With so many joke books laying about the house, was Alden one of ABS’s jokemeisters? Did he try out his groaners on a wide Ham radio audience?
Emerging from his home with nothing but a couple of trinkets for Janice, I was pleased with myself for sticking to this year’s resolution: cut down on your books and trinkets.
From there it was off to Deephaven, and the not-so-modest home of a daredevil skier, boat racer, raconteur, and possibly creepy clown (left–what was the deal with creepy clowns this weekend?) Again, not a lot to go by here, though I could’ve scored a poster from the 1980 Summer Olympics in Moscow, you know, the one we boycotted.
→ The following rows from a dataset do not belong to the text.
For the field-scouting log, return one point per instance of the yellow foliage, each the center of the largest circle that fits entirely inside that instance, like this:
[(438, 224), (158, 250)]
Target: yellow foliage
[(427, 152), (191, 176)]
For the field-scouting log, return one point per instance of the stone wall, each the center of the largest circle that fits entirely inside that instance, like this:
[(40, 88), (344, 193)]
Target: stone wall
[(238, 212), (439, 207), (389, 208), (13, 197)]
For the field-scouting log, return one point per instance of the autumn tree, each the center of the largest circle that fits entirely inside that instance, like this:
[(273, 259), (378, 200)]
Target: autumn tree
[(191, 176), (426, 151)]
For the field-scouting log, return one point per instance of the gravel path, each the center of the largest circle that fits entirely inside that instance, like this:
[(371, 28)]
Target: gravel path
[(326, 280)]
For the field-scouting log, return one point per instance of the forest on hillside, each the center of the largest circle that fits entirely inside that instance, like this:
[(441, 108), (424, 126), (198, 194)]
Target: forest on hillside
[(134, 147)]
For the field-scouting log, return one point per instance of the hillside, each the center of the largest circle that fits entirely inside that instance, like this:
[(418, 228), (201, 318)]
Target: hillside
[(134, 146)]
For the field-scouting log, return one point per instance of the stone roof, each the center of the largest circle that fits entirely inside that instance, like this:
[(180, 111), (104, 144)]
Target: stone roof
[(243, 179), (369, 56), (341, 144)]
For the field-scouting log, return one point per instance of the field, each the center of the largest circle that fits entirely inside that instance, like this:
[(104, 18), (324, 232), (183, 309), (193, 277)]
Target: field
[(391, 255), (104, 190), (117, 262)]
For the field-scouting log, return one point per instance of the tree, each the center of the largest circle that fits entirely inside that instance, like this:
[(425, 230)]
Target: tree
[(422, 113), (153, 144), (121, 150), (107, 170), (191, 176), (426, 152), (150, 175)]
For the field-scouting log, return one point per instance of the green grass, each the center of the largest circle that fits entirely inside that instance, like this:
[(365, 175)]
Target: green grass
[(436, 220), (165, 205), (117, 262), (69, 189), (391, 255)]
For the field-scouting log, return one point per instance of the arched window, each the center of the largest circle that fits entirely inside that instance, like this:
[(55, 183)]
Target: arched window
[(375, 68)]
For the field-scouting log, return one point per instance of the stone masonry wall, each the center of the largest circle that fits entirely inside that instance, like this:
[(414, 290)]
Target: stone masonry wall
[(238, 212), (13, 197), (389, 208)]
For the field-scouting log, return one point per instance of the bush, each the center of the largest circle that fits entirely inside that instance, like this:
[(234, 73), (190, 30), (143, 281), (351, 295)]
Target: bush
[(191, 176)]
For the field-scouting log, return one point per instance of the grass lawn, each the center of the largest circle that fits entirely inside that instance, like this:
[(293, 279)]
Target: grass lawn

This gent had tons of books, lots of coffee table tomes, dull fiction, and, tucked behind a bunch of skiing and boating volumes, a book on growing marijuana, which wouldn’t have been hard to do out there.
Maybe it was hidden away because our man secretly promised his wife and kids he’d give up the bong hits?
Whatever. All I knew was that I wandered out with nothing, which was great because I don’t need more shit, especially after a Christmas reading the new Pogo. In this, the dawn of the second year of Estate Sale Confidential, I’m hoping to unearth some more intriguing characters, broken and bizarre items, and odd collectibles that aren’t worth collecting, from the distant and not-so-distant past. Thanks for one year of reading, and I hope you enjoy one more.